Why it matters to you
With the powerful new tool CRISPR, scientists are editing out disease susceptibility, one gene at a time.
Scientists think they have edited made pigs resistant to a billion-dollar virus by editing susceptibility out of the genome.
Using a revolutionary new tool called CRISPR/Cas9, the team of researchers from the University of Edinburgh’s Roslin Institute in Scotland, and animal biotech company Genus have create piglets that lack a portion of the gene that makes them susceptible to Porcine Reproductive and Respiratory Syndrome (PRRS). They published a paper detailing their work last week in the journal PLOS Pathogens.
“The PRRS virus is one of the most problematic diseases in pork production, and is not well controlled by traditional methods such as vaccines and medications,” Jonathan Lightner, chief scientific officer for Genus, told Digital Trends. “The impacts of the disease for producers are often devastating, and the impacts on the animals themselves are terrible as well.”
For pigs, PRRS can cause miscarriages and severe breathing problems. For pig farmers, Every year, the disease costs nearly $1.6 billion every year in Europe alone.
Lab tests conducted on cells with the modified gene so far show that the cells resist infection when exposed to the PRRS virus. Next steps will entail testing resistance in the pigs themselves.
Previous studies led by Genus created pigs that lacked the entire CD163 gene, through which the virus is able to infect the animal. In this study, the researchers have refined their edit and only removed the small portion of the CD163 gene that interacts with the virus.
More: We might be closer than ever to using CRISPR to cure diseases
The research was made possible thanks to CRISPR, a relatively new tool that lets scientists add traits to an animal without having to introduce foreign DNA, by making exact edits to specific gene locations.

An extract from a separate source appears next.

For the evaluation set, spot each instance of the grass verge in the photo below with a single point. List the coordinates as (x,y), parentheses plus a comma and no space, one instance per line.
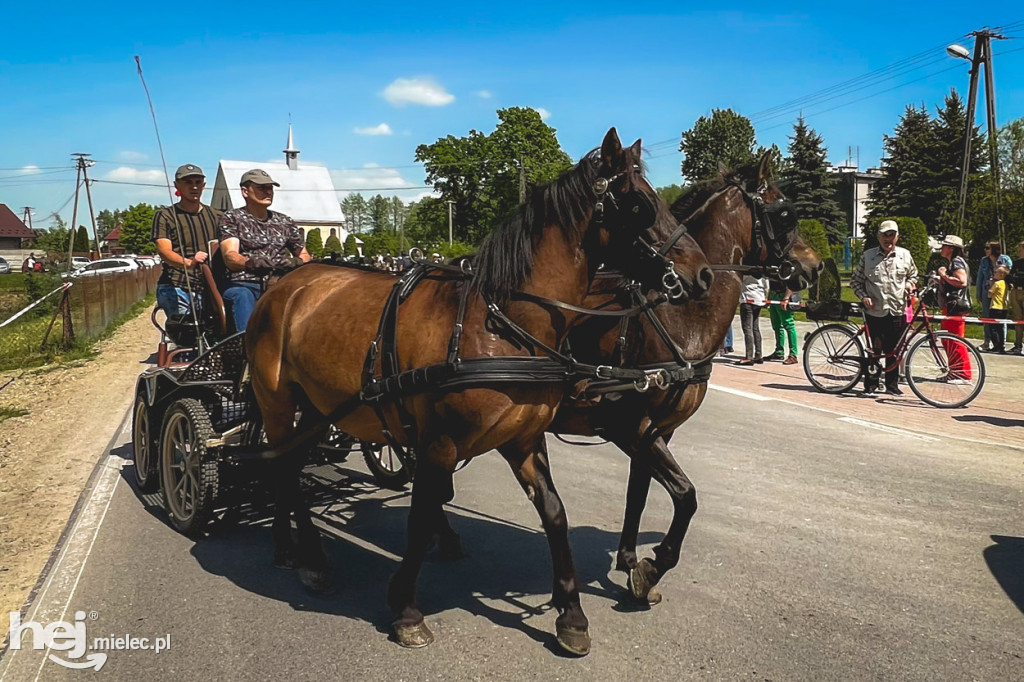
(19,344)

“CRISPR has made it simpler and faster to make the sorts of very precise changes to genes like those described in the paper with Roslin,” Lightner said. “These precise changes could be made in the past, with other gene editing reagents, but often were very challenging to create, and progress took many years. Today these changes can be made quickly and precisely on timescales of many months, rather than years or even longer.”